Neue Gedenkstätte für deutsch-deutschen Häftlingsfreikauf
Im einstigen Stasi-Gefängnis auf dem Chemnitzer Kaßberg ist ein neuer Lern- und Gedenkort eröffnet worden. Für 4,6 Millionen Euro wurde dazu einer der Hafttrakte umgebaut und eine Dauerausstellung eingerichtet. Sie rückt Leben und Schicksal der dort einst inhaftierten Menschen in den Fokus. «Die neue Gedenkstätte kann dabei helfen, etwas über Diktaturen und den Wert von Freiheit und Demokratie zu erfahren», sagte Sachsens Ministerpräsident Michael Kretschmer (CDU) am Freitag. Er sprach von einem «national bedeutenden Lern- und Gedenkort», an dem Geschichte lebendig bleibe.
Das Gefängnis war im 19. Jahrhundert im Sinne eines humanistischen Strafvollzugs errichtet worden. Später sperrten hier die Nationalsozialisten neben Kriminellen auch politische Häftlinge und anderweitig Ausgegrenzte wie Zeugen Jehovas, Homosexuelle und Juden ein. Nach Kriegsende wurde das Gefängnis erst von den Sowjets genutzt, dann vom Ministerium für Staatssicherheit der DDR. Eine zentrale Rolle spielte es ab den 1960er Jahren beim Freikauf von politischen Häftlingen der DDR durch die Bundesrepublik. Nach der Wiedervereinigung diente der Komplex zunächst weiter dem Strafvollzug, bevor es an einen Investor verkauft wurde.

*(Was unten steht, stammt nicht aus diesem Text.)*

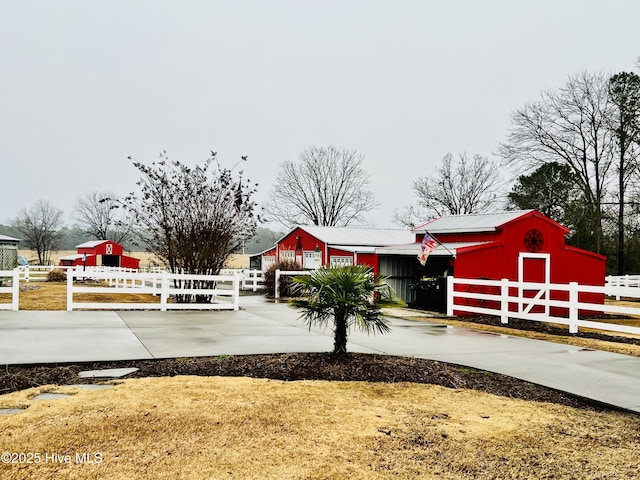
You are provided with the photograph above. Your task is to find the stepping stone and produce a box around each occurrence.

Auf rund 1000 Quadratmetern Ausstellungsfläche wird nun an die hier Inhaftierten zweier Diktaturen erinnert. «Ich bin überzeugt davon, dass wir - gerade in diesen Zeiten - Orte, die uns den Unterschied zwischen Diktatur und Demokratie vor Augen führen, dringender brauchen denn je», sagte die Beauftragte des Bundestages für SED-Opfer, Evelyn Zupke. Die deutsch-deutsche Grenze sei nicht nur ein Riss durchs Land gewesen. «Die innerdeutsche Grenze war insbesondere ein Riss durch tausende Familien.» Die einst freigekauften Häftlinge hätten zwar ihre Freiheit gewonnen, Familie und Freunde aber zurücklassen müssen, erinnerte Zupke.
Am Eröffnungswochenende lockt die neue Gedenkstätte mit freiem Eintritt. Dann können Interessierte die Dauerausstellung im früheren Hafttrakt B besichtigen. Dazu werden Überblicksführungen angeboten und sind Podiumsdiskussionen geplant, bei denen unter anderem Zeitzeugen über ihre Erfahrungen berichten. Regulär geöffnet hat der neue Lern- und Gedenkort ab 28. Oktober.